The AIF experts reckon that the defences were the best they had ever seen with concrete
pillboxes sunk into the ground and covered in a soft eight feet thick layer of clay.
And considering it was an island the Japanese garrison had nowhere to withdraw and most
chose death before the dishonour of surrender. "You’ve heard of the stories about
Guadalcanal, Tarawa and Okinawa...this was Tarakan!" In five days of fatal fighting the
Allies had captured the airfield and Tarakan town, secured the feeble port and next phase
of the operations was to destroy the fierce Japanese garrison in the jungle forested
hills where the gun Matildas and circus equipment helped by clearing tracks and giving
direct artillery bombardment support for ground troop attacks. First Australian Naval Bombardment Group played a key role in organising naval gunfire support from USNavy cruisers and destroyers, Royal Australian Navy HMAS Hobart and destroyer Warramunga. A troop of 3.7inch anti-aircraft guns was employed in a ground role in the hills and heavy mortars were very effective in reaching the ravines that other artillery could not. Japanese defensive pockets were reduced methodically with those quick-repeating 3.7inch bofors used to clear the trees and jungle growth exposing the enemy dug in position so direct artillery and tank fire systematically destroyed each one in turn.
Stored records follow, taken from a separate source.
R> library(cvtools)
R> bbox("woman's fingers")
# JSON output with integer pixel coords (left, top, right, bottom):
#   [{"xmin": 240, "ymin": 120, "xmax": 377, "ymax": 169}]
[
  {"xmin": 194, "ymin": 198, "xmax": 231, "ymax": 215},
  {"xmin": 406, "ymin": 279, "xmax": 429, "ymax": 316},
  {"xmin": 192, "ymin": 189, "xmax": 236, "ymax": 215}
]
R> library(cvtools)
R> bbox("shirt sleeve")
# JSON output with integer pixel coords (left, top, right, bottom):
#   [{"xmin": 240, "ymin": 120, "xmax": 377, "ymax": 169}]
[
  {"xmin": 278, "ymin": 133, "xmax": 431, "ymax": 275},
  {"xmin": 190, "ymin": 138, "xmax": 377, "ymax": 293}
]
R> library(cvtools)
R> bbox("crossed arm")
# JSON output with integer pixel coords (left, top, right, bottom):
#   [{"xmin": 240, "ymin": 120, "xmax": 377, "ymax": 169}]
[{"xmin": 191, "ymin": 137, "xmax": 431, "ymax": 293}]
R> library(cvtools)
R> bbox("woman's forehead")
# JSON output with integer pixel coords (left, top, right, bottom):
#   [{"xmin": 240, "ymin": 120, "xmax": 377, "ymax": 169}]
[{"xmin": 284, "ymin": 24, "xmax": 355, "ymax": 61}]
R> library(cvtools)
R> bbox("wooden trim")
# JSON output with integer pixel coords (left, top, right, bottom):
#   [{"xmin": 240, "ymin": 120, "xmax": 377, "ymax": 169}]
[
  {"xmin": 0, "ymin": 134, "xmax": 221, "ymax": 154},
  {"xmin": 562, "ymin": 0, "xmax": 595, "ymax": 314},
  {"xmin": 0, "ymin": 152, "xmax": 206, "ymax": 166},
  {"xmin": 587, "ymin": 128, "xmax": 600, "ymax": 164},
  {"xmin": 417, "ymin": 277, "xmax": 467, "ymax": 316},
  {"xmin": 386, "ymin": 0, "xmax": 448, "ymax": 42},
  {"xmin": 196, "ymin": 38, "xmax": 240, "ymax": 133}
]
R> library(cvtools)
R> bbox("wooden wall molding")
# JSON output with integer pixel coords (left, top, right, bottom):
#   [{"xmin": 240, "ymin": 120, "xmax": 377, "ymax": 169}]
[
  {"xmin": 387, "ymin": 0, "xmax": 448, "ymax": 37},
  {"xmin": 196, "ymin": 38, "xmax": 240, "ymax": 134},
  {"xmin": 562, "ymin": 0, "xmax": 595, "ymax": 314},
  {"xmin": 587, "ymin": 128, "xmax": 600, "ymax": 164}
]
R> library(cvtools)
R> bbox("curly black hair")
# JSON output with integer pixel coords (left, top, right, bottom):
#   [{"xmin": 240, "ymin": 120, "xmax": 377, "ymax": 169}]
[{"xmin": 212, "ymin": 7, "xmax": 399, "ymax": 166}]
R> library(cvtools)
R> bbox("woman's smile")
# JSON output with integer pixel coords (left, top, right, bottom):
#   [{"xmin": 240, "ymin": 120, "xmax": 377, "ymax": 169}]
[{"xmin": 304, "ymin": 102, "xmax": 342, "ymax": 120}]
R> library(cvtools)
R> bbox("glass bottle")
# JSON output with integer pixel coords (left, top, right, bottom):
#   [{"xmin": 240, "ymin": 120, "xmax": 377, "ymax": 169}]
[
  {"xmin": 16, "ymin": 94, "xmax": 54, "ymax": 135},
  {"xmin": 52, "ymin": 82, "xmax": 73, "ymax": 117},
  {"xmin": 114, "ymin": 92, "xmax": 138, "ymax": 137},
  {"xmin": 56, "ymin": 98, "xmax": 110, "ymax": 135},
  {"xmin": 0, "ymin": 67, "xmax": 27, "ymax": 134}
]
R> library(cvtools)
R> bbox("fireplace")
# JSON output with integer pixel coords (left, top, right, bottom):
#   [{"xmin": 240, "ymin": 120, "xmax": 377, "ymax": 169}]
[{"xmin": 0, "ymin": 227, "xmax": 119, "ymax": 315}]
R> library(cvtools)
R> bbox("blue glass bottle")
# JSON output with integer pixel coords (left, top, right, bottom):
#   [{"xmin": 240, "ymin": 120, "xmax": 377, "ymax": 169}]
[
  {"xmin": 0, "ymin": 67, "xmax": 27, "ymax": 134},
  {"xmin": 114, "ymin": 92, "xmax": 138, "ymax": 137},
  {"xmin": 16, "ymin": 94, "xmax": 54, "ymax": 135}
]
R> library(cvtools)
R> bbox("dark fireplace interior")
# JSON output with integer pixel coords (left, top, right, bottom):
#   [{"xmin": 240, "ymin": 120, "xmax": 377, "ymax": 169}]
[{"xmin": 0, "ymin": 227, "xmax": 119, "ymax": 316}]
In a further two months of unrelenting ferocious combat the 26BG, including a third infantry formation the 2/23Btn had achieved its objectives and by the 31 July over 1,800 Japanese dead had been counted, with guerrilla forces dispatching thirty-nine, and 314 debilitated prisoners taken. Detached elements of the 2/9AR participated in this assault at Tarakan then at Brunei and at Labuan in the Borneo campaign during June and July 1945.